After a tough road trip, the Sparks returned home to trounce the Indiana Fever 80-62 and outlast the Connecticut Sun 87-77, snapping the Sun’s five-game winning streak.
“We’ve been putting a focus on just playing them slow,” said guard Alana Beard. “We have to finish off those possessions with a rebound.”
Connecticut bested Los Angeles with steals, fast breaks and short possessions early; the Sun scored 11 fast break points during that period. Los Angeles adjusted in the second quarter, reacting faster to the Sun’s run-and-gun style and getting defensive stops.
“Odyssey (Sims), Riquna (Williams), Alana Beard are real, really good on-ball defenders,” said Sparks head coach Brian Agler. “We’re real happy about how we eliminated them one shot, they didn’t get many offensive boards.”
Despite losing four consecutive games early in the season, Connecticut rose to have the best record in the eastern conference. The Sun is also third in the WNBA, out-winning the Phoenix Mercury and the Washington Mystics.
Forward Jonquel Jones leads the Sun in scoring and rebounding with 15.9 points and 11.3 rebounds per game. Guard Jasmine Thomas also contributes 15.0 points per game, shooting at 44 percent in field goals.
Los Angeles still remains second in the league with a 13-5 overall record. Three of the five starters are shooting over 50 percent in field goals, with two starters shooting at least 40 percent in three-pointers. Beard leads the league in steals with 2.1 steals per game and Ogwumike is second in the WNBA in points with 20.4 points per game.
“I either have to start it or supplement it, so that’s kind of what I’m trying to … frame my game around,” Ogwumike said about her ability to get to the rim. “We can’t rely on outside shots and be too passive.”
The bench continues to be a reliable resource for the Sparks. During their game against the Storm, the L.A. bench scored 22 points while the Seattle bench went scoreless. Reigning Sixth Women of the Year Jantel Lavender and guard Riquna Williams averages 6.3 points each.
Lavender, Williams and Sims get at least 16 minutes of play per game.
“We’re getting to know each other,” said guard Chelsea Gray. “I think our comradery is starting to show out there on the floor, both offensively and defensively.”
Throughout July, teams challenged the Sparks; they battled from a 17-point deficit to beat the Washington Mystics 76-69. Then came the 2016 WNBA Finals rematch against the Minnesota Lynx, the Sparks lost control in the first half to earn their first loss after eight games in the 88-77 contest.
Los Angeles also dropped their next game against the Seattle Storm 81-69. However, the Sparks remain perfect at the Staples Center after Monday’s game.
While teams find new ways to challenge the Sparks, members of the team continue to achieve. Center Candace Parker has earned an ESPY for Best WNBA Player and has secured her fourth All-Star selection. Forward Nneka Ogwumike was featured in the 2017 ESPN Body Issue, and guard Alana Beard reached fifth in the WNBA All-time steals list.

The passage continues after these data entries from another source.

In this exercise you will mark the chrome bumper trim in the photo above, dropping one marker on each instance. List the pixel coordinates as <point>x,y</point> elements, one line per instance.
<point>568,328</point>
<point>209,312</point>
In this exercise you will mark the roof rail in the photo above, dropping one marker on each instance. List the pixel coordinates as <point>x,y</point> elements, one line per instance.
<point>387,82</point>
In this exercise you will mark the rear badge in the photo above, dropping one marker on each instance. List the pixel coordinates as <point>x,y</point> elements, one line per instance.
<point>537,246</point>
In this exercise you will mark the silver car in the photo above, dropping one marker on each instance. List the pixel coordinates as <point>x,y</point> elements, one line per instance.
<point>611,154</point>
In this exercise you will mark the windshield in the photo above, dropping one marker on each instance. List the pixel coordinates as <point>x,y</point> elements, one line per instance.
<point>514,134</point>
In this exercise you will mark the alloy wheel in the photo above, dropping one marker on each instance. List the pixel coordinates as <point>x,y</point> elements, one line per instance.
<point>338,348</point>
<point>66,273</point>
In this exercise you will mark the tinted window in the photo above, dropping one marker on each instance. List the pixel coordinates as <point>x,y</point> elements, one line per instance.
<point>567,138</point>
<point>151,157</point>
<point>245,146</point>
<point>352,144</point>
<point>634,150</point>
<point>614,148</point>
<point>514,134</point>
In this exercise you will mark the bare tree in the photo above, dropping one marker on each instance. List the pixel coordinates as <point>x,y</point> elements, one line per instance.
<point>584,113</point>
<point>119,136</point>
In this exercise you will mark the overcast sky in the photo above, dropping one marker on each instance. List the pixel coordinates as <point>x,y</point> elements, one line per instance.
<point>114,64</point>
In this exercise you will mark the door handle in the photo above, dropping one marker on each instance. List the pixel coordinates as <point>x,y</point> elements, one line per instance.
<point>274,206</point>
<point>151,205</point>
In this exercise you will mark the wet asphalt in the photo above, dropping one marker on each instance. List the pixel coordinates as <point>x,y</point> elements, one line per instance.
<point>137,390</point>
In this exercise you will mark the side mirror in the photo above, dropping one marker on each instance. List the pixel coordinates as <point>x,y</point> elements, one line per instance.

As other teams rise to the occasion, the Sparks have a way of giving teams unsolvable problems. Although they are one of the WNBA’s top contenders, Agler noted how the team can improve.
“We’re gonna keep focusing on our defense because that’s sort of our identity,” he said. “If we focus on that and we take pride in it and we really embrace it, then I think that we have a chance to be very, very good this year.”